Ses doutes se sont toutefois très vite dissipés. Elia dit d'elle-même qu'elle déteste renoncer à ses objectifs et que son ego de sportive a pris le dessus lorsqu'elle a dû se déterminer. Elle trouve donc seule, et sans pression de son entourage («mon conjoint et ma famille auraient compris mon choix de renoncer»), un moyen de poursuivre sa préparation.

«Faire ce marathon avait une vraie signification pour moi. Quand j'étais plus jeune, entre mes 14 et mes 18 ans, j'ai eu de gros problèmes de santé. Ça a été de longues années. J'avais désormais envie de prouver à moi-même que mon corps pouvait fonctionner à nouveau comme il fallait. C'était un peu une revanche sur la vie.»

Elle contacte une coach et lui demande un programme d'entraînement de huit semaines sur marathon. Son seul objectif: finir la course, si possible en moins de 4h30. Sa démarche est importante: elle rappelle qu'on peut très bien commencer une prépa marathon avec un plan, et en changer selon les circonstances (dans son cas, une blessure).

Après avoir «un peu rigolé» quand elle a appris que la course était dans huit semaines, Anouchka (la coach) se met au travail et fait parvenir chaque semaine à sa cliente un planning d'entraînement. Elia n'a plus une seule course devant elle, mais deux: la première, c'est d'être au départ; la seconde, de finir le marathon.

«Je recevais chaque dimanche un programme pour la semaine à venir mais avec la douleur de la périostite, je n'arrivais jamais à faire les séances telles qu'elles étaient prévues. Il m'est arrivé de stopper une sortie après 2 km alors que je devais faire 15 bornes. Parfois, je ne m'entraînais même pas. C'était très bizarre, parce qu'il m'est aussi arrivé, durant la même période, de faire de longues sorties sans douleur. Je ne savais jamais vraiment à quoi m'attendre avec cette inflammation.»

Pour atténuer les effets de la blessure, la coureuse choisit les auto-massages au baume du tigre plutôt que les anti-inflammatoires. Et le 7 avril, elle est sur la ligne de départ du marathon de Paris, le dossard 61553 épinglé sur son tee-shirt.

«C'était fou! Je n'avais pas mal au départ, au contraire: j'avais une dose énorme d'adrénaline. Les 25 premiers kilomètres se sont super bien passés, c'était incroyable, je n'avais pas la moindre douleur, la température était parfaite et j'étais même un peu plus rapide que mon allure habituelle.»

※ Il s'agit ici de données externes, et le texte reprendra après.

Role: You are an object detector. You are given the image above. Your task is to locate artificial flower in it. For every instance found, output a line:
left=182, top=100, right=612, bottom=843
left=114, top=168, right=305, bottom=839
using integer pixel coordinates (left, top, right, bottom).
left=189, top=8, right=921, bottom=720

Tout bascule au 30e km. L'Yverdonnoise prend de plein fouet le fameux «mur» (un phénomène physiologique bien connu des runners qui correspond à l'épuisement des réserves de glycogène). Elle ne renonce pourtant pas, marche sur certaines portions et franchit la ligne après 5h d'effort pile.

Elle est à la fois fière et exténuée. Elle a mal à la jambe gauche, cette fois au genou (un faux mouvement sur un secteur pavé), mais il y a une autre blessure, plus sournoise, plus silencieuse, que l'athlète doit gérer après la course.

«Dans le train du retour le lendemain, je me suis pris la réalité en pleine face, c'était comme une claque. Je me disais: je vais rentrer chez moi et je n'aurai plus ce truc qui me faisait me lever le matin, ce grand objectif qui rythmait ma vie. Je ressentais de la tristesse, mais surtout un vide. La vie avait perdu du goût. Je n'avais plus envie de rien. Dans les jours qui ont suivi, je bossais, je rentrais et je dormais.»

La coureuse de 20 ans ne s'attendait pas à vivre une situation aussi compliquée émotionnellement.

«On entend parfois parler d'une sorte de burn-out du coureur après un marathon, on sait que ça existe, mais les gens ne parlent pas de ce que ça représente et de ce que les personnes qui en font l'expérience vivent. Moi, je m'attendais à passer des moments compliqués après la course, mais pas à ce point, pas aussi fort.»

Avec le recul, aurait-elle dû changer quelque chose? Anticiper la période difficile de l'après? S'y préparer?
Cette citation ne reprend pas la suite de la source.